The Court acknowledged that FINRA Rule 2010 and NASD Conduct Rule 3010 require financial firms to report an employee’s receipt of a Wells Notice, but declined to rely on these rules as independent bases for a securities fraud claim. Judge Crotty explained that courts “have cautioned against allowing securities fraud claims to be predicated solely on violations of NASD rules because such rules do not confer private rights of action.”
No Duty to Disclose Wells Notices Triggered by Prior Disclosures
The Court also rejected plaintiffs’ argument that Goldman Sachs’ prior disclosure of a pending government investigation created a duty to later disclose its receipt of Wells Notices.
The Court held that Goldman Sachs’ nondisclosure did not make its prior disclosures misleading, and did not constitute a breach of Goldman Sachs’ duty to be accurate and complete in its disclosures. The Court reasoned that “[w]hen a corporation chooses to speak – even where it lacks a duty to speak – it has a duty to be both accurate and complete.” Further, “revealing one fact about a subject does not trigger a duty to reveal all facts on the subject, so long as what was revealed would not be so incomplete as to mislead.”

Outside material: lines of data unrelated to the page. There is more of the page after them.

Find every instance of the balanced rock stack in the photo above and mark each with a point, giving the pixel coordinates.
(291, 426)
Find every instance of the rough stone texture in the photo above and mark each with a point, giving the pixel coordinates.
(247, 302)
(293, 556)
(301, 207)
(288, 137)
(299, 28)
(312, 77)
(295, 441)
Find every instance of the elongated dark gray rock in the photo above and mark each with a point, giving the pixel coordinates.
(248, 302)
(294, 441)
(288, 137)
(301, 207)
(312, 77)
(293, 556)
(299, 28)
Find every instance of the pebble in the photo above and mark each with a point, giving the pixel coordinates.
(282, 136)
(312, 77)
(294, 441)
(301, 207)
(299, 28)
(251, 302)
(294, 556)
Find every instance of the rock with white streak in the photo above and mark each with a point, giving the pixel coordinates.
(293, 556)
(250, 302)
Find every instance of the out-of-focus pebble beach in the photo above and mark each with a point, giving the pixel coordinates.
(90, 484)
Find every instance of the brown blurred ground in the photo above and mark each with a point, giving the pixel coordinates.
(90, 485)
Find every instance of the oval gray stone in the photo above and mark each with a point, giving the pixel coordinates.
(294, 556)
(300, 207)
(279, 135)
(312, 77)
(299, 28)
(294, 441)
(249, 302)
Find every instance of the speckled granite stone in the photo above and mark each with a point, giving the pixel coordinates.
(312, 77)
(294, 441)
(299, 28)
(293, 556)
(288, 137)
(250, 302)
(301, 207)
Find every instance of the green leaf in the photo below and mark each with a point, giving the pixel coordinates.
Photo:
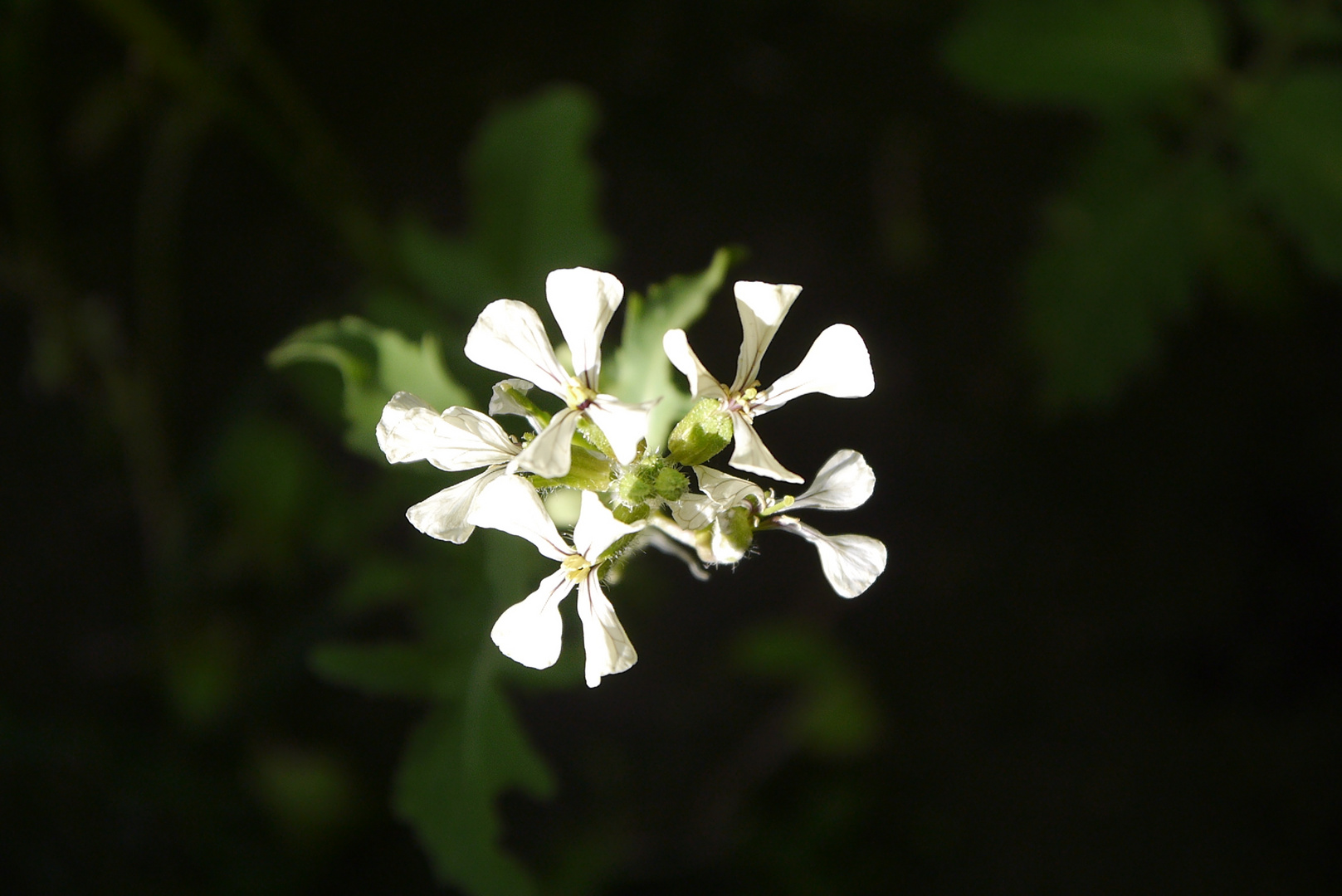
(393, 670)
(373, 363)
(1292, 147)
(641, 369)
(533, 206)
(1115, 269)
(1094, 54)
(456, 763)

To satisfy the accuracy and completeness requirement, the law does not impose a duty to disclose “uncharged, unadjudicated wrongdoing or mismanagement,” nor does it require companies to “predict . . . the imminent or likely outcome of investigations.” In Richman, no disclosure obligation arose because plaintiffs could not prove, based on a Wells Notice, that “litigation was substantially likely to occur.” “At best,” the Court said, “a Wells Notice indicates not litigation but only the desire of the Enforcement staff to move forward, which it has no power to effectuate. This contingency need not be disclosed.”

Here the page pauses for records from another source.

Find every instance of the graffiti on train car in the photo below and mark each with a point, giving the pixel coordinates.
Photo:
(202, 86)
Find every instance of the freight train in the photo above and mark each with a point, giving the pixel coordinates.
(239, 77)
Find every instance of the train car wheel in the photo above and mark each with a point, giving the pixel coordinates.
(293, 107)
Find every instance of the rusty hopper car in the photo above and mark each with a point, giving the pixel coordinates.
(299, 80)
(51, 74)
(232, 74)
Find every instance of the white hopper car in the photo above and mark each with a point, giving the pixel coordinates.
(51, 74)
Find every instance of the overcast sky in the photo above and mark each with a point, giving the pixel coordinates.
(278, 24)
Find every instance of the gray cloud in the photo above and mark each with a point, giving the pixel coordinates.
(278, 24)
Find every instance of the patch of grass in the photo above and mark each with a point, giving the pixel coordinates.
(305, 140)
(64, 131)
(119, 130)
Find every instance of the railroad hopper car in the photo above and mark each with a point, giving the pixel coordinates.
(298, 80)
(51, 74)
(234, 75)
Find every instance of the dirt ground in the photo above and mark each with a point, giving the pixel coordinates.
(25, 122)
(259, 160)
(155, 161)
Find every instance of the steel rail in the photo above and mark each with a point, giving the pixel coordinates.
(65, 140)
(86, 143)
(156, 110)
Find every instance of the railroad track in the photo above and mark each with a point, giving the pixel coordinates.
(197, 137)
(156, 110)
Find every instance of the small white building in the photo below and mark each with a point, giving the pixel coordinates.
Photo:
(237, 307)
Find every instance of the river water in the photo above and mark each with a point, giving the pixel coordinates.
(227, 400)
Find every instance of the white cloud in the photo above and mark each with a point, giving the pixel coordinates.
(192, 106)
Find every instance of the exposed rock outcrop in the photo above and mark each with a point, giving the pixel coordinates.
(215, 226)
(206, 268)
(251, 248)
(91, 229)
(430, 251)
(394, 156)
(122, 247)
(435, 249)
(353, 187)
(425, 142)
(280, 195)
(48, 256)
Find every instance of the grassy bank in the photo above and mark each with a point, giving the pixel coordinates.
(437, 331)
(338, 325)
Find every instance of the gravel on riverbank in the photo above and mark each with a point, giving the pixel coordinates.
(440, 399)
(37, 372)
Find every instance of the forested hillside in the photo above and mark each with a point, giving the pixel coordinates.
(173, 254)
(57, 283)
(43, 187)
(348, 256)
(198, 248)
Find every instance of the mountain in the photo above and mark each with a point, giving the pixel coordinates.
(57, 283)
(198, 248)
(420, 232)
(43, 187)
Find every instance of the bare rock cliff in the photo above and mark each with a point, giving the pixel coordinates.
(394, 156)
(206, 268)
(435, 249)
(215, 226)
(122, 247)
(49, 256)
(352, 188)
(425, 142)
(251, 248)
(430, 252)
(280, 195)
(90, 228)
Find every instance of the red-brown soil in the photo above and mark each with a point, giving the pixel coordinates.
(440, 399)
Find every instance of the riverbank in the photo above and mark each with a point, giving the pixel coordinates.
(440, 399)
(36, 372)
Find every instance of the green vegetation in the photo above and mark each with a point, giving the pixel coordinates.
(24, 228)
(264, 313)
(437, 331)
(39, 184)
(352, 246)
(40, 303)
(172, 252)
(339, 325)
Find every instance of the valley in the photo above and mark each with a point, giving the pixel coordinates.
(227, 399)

Judge Crotty’s decision brings much needed clarity to public companies’ disclosure obligations with respect to Wells Notices. It is worth remembering, however, that this is only one judge’s opinion, and its precedential value might not extend beyond the facts and circumstances present in Richman. It is unclear from Crotty’s ruling, for example, whether the receipt of a Wells Notice would trigger a disclosure obligation where a company had not previously disclosed the existence of any government investigation. Although the Richman decision provides some guidance to public companies, disclosure decisions must still be carefully weighed in light of all the circumstances.